DevOps: State of the Nation

This is a guest post by Chris Read (@cread)

DevOps is gaining credibility. Industry analysts such as Gartner are talking about it, the big IT vendors are already trying to sell DevOps “solutions.” At its heart it is the integration of Agile principles into Operations practices. With its roots in dysfunctional Enterprises, it has enabled the rise of the Cloud and Web 2.0 giants. As DevOps matures it will help all those in the industry focus on their core business. It will continue to drive the realization of utility computing.

It’s been about a year since we had the first DevOpsDays conference in Belgium. A lot has changed in the past year, especially where DevOps is concerned, so I thought I’d take a moment to reflect on how we got here, where we are, and where I see us going.

How We Got Here

Many people have been pointing to Web 2.0 and Cloud Computing as the roots of DevOps but the culture and philosophy itself has roots that go a lot further back. Gartner even title their report “DevOps: Born in the Cloud and Coming to the Enterprise.” Having a DevOps culture has certainly helped the top web and cloud companies achieve what they have, but it didn’t start there.

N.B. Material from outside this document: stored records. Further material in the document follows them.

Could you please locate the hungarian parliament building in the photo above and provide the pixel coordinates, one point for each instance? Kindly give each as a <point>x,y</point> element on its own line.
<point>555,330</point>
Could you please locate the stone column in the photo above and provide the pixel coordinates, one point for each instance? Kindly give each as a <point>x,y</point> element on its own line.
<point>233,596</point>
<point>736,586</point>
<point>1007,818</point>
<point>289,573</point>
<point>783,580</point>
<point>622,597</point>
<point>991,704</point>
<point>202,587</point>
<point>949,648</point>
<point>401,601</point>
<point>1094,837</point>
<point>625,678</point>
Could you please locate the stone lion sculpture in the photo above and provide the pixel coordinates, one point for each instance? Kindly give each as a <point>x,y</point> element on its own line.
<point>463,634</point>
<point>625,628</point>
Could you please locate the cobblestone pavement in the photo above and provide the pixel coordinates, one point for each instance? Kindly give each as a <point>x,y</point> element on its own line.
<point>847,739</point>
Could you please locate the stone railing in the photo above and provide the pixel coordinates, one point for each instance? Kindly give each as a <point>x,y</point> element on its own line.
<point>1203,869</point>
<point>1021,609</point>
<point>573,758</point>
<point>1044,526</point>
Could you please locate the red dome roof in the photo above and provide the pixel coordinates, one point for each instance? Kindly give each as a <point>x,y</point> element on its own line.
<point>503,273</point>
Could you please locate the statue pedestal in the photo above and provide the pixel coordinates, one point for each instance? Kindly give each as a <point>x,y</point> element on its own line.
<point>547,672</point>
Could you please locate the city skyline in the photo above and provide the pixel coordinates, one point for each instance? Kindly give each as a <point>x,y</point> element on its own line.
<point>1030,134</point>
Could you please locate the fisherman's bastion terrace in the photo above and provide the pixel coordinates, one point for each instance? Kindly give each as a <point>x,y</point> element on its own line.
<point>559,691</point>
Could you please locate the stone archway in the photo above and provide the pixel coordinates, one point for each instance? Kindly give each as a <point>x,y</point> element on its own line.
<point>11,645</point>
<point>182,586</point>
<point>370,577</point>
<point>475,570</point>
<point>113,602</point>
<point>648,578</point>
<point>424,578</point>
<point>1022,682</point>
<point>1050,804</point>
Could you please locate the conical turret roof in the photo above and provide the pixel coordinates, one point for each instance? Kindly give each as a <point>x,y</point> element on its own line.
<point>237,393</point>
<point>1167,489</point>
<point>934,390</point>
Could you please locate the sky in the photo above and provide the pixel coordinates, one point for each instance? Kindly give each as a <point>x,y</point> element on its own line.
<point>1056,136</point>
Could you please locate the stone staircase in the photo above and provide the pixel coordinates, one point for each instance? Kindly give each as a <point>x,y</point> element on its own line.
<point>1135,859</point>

It all began in the heady days of the mid ’90s. I was working in my first of several dot-com startups where I would find myself writing code in addition to looking after the infrastructure of the company we were trying to create. In these places there were plenty of people who had some form of the word “developer” in their job title, but none with the word “operations”. There were no full time System Administrators so I would often end up doing Sys Admin type jobs myself. I was not alone – other developers I worked with also thought our success depended on understanding the lower-level technologies we were building upon. We were also keen to learn as much as possible about the ecosystems our creations had to live in: people were interested in learning more, and people were interested in teaching what they knew.

It was only when I ventured away from the world of startups and first tried my hand as a consultant with IBM that I encountered the world of organizational silos. As much as I enjoyed the people I got to work with, it still made no sense to me that if, for example I needed a file restored from tape I had to raise a ticket for the team that sat behind me to do the work when I technically had all the access and skills required to do the job. I also discovered an attitude of “I’m only working in the computer industry because there’s money in computers”. This attitude was an alien concept to me! Ever since I wrote my first BASIC program or dismantled a radio to see how it worked, I’ve dreamed code and circuits. How could people get up in the morning and do a job they were not passionate about?

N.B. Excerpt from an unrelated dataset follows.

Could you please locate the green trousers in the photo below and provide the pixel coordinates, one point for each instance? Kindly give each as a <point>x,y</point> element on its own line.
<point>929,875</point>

Over the years I found I was alternating between being a Developer and being a Sys Admin because nowhere could I find a job being both, and I didn’t want to give either up. I’d still find time to talk to those “on the other side,” but I’d have very little influence. I had resigned myself to the idea that I’d spend the rest of my career spending a few years at a time in each role and then switching.

In the meantime, some development folks had been looking at software development as an area where they could provide significant improvement to throughput. Their Agile and Extreme Programming ideas focused on improving communication and feedback between “The Business” and “The Developers” at the front line of getting these ideas implemented – so much so that developers were becoming perceived as part of the business. The focus on fast feedback and closer cooperation between stake holders resulted in better-quality software being produced faster and more reliably.

Traditionally, IT projects have been viewed as big, scary beasts. For years, most organisations found that the journey that started with a business unit having an idea and ended with a deployed software solution to implement that idea was long, risky and painful, and fraught with dangers. From a business perspective, the IT organisation as a whole was the limiting factor, but they accepted this as simply “the way things are.” The Agile folks had managed to alleviate the first part of the problem – writing software based on feedback from the Business – and had exposed the next one, namely getting the software into production.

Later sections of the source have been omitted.